Get rid of centos 6 … I’m sure that that OS is so out of date, and will have no route to update to modern software, cut your losses and install an OS such as rocky or alma, if you fancy a change you could install a debian based OS the choice is yours, you will get nowhere with centos 6
Of course it is possible to restart it on the command line. It’s the same as any other service.
systemctl restart webmin (on systemd systems, or service webmin restart on non-systemd Linux systems…there are also stop and start scripts in the install directory of Webmin if you used the tarball installation…which you definitely should not do, on any system with a supported package manager).
Webmin should have been installed using an RPM from the Webmin yum repository. If you did that, you can install an older version with yum install webmin-<version> (use yum list webmin --showduplicates to see what versions are available).
We don’t try to break old distributions, but we don’t try to support them, either, and CentOS 6 has been unsupported by the CentOS project for about four years, and it has a Perl version that was old even when CentOS 6 was new. Our oldest explicitly supported Perl version is now 5.16.1. (This is probably not a Perl version problem, as I think only Virtualmin has code that definitely uses newer features, but we’re not going to try to support a 15 year old Perl version on an OS that the vendor stopped supporting four years ago.)
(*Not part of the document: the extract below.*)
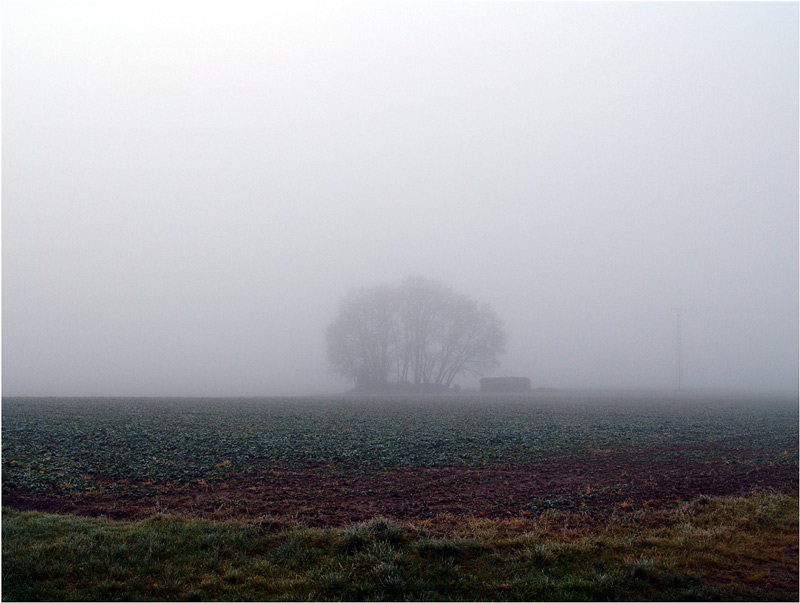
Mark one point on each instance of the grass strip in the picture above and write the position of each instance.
(743, 548)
In short, if you think it’s safe to run old software, you probably need to run an old Webmin, too. Whatever the last version that worked for you. There haven’t been major security issues in Webmin in quite a long time, so it’s probably not a security risk…but CentOS 6 certainly has numerous major unpatched security issues, so…I guess you don’t care much about security.
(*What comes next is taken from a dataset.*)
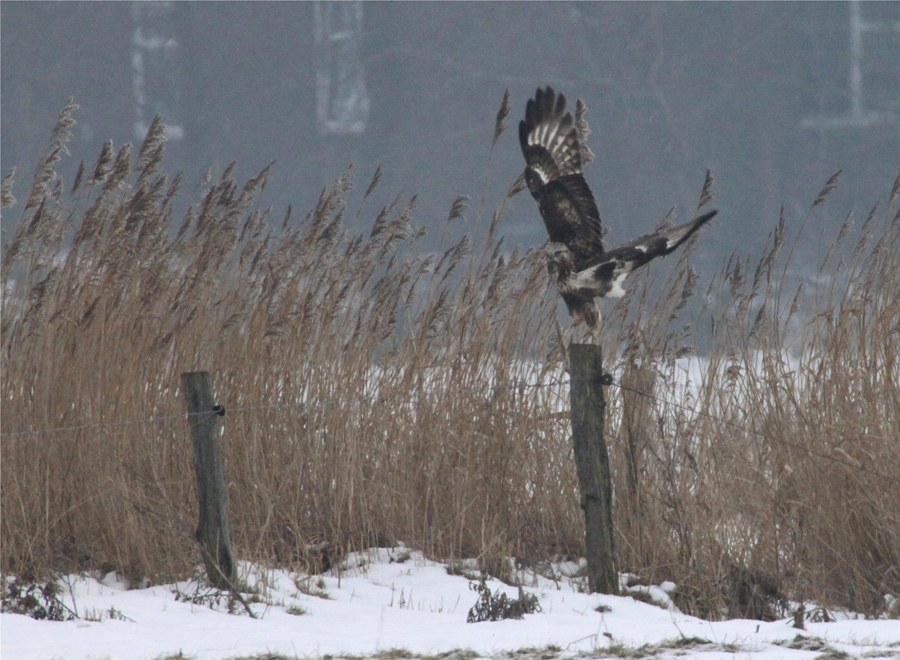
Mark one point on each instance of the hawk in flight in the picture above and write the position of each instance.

What I’d recommend is you upgrade to a supported distributions. CentOS 7 reaches end of life in a few days, so that’s not a suitable replacement. CentOS 8 reached end of life last month (and stopped being an EL style OS long before that). For CentOS users, the best upgrade path is Rocky 9 or Alma 9 (I use Rocky on all my servers). RHEL 9 would also be a good option, though it may or may not be free to use, depending on a few factors.